When I used to teach an introduction to AI course, I’d bring in the classic three-volume ‘Handbook of Artificial Intelligence’ by Cohen and Feigenbaum, drop it on the desk and ask everyone to write down what they think the weight of the books might be. Outside of intimidating the class with a weighty display of textbooks, the point of the exercise was to demonstrate the ‘wisdom of the crowd.’ Inevitably, the median estimated weight of the books was accurate to within a few percentage points. Taken individually however, guesses could be wildly off. This is a well-known phenomenon and plays a role in everything from crowd-sourcing technologies, herding behaviors in animals and optimization systems (remind me to blog about particle filters sometime!). Use this principle next time you’re meeting with your team. Poll the group, write down ideas and take a look at the mean/median that the group coverages towards. This can lead to accurate solutions, and at the very least provides you with an interesting data point as part of the discussion. Your colleagues will feel engaged as part of the exercise as well. What better way to build consensus than to poll the group and discuss the result?

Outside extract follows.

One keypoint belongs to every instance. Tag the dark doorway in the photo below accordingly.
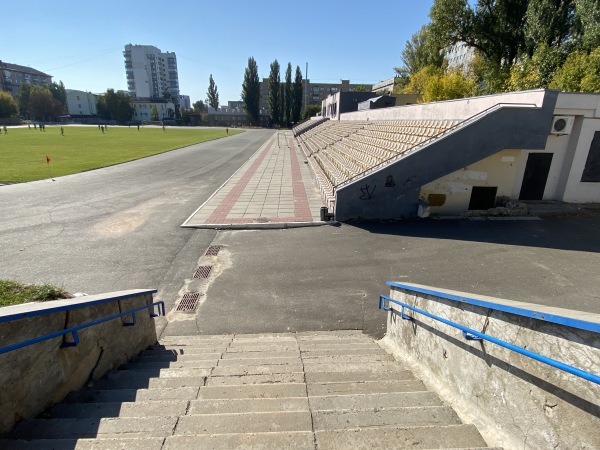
(483, 197)
(536, 175)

3. Template Your Collaboration

Collaboration is a broad concept. Narrow your collaboration efforts to match your specific goals. Go into your next group meeting, whether it’s a 10-minute stand-up or a two-hour brainstorm, with a specific template in mind. What I mean by template is the general framework for the collaboration itself — including agenda/storyboard and the tools you’ll need to accomplish the meeting. Will you be building an ‘innovation matrix’ to explore potential product directions? Will the meeting leave behind an ‘idea board’ of sticky notes? Will the meeting include a presentation oriented segment at the outset? If so, think through how you can get your team to transition from being observers to collaborators when the presentation is done. I highly recommend further reading on collaborative tools and templating. Perhaps start with ‘Design a Better Business’ – it’s a great book to help frame collaboration into something tangible and beneficial to you specifically.